Pre-school children (3 - 5 years) old enjoy imaginative play. There are dolls' houses aimed at the 3+ age group that can be incorporated into play. Dolls' houses with open sides enable easy access by small hands. The décor and style of the building may be oblivious to the child - all it needs are floors, and doors to be a house. A dolls' house may also represent a school, hospital, shop or castle in your child's imagination. Children have developed good dexterity to manipulate items - chunky wooden pieces aimed at children is durable and strong, and should be used. Look for items marked with safety marks.
Ages 6 - 9
Between these ages dolls' houses can be more refined in appearance.
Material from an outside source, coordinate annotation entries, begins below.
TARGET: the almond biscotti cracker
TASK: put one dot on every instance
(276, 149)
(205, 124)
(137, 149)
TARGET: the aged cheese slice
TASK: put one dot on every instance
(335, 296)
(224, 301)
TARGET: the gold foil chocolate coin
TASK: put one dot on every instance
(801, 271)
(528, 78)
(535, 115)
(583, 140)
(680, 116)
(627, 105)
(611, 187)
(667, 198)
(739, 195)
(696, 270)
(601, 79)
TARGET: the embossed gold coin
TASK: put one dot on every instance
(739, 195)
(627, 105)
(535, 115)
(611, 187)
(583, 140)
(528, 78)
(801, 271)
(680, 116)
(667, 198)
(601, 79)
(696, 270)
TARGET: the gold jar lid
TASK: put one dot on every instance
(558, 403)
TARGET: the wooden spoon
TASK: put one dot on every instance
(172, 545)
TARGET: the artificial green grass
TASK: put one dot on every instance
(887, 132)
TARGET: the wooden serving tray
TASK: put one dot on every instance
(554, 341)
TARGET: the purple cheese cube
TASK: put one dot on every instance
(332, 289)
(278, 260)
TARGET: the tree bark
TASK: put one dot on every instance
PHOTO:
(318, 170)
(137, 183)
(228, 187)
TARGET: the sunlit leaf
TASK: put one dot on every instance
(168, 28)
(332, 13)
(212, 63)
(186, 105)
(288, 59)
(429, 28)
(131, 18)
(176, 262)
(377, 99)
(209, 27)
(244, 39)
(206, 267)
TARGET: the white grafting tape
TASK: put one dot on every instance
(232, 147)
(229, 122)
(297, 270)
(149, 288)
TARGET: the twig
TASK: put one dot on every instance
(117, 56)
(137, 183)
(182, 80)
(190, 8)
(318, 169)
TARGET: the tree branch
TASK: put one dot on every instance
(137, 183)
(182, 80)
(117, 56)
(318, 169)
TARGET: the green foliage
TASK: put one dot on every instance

A dolls' house is ideal as the focus of both solitary and social play. Children are still experimenting with the world of the grown-up and home is their closest association with that.
There are more dolls' houses aimed at this age group. Those from Playmobil and Sylvanian Familes also have a wide range of miniature accessories. These little pieces are more likely to be looked after than with pre-schoolers (as well as making pocket-money presents).
Ages 9 - 13
The 'tweenage' years are when children begin to develop life-long skills and interests before the distractions of adolescence kick in. Hobbies and crafts should be encouraged and may well find expression in miniature. Children in this age group should be able to use PVA glue, scissors, sewing equipment, Fimo and model balsa wood with minimal adult supervision. There are many 'art kits' and special storage boxes to tempt the creative spirit.
Many items made for adult collectors are labelled 'not for those under the age of 14', so now at last your child can embrace the world of miniatures as covered by The Dolls' House magazine. By this age childrens' interests are merging with those of adults and this hobby can really be shared across the generations. Assuming that peer pressure isn't an issue, the dolls' house can be enjoyed and become the start of a major collection. It is also a hobby that can be left to bide its time while exams, sports, music and other pursuits hold their attention.
If you child has developed a keen interest take them to dolls' house fairs, or encourage them to save pocket money for more exclusive items, or use their dolls' house / miniatures as part of a design & technology or art assignment.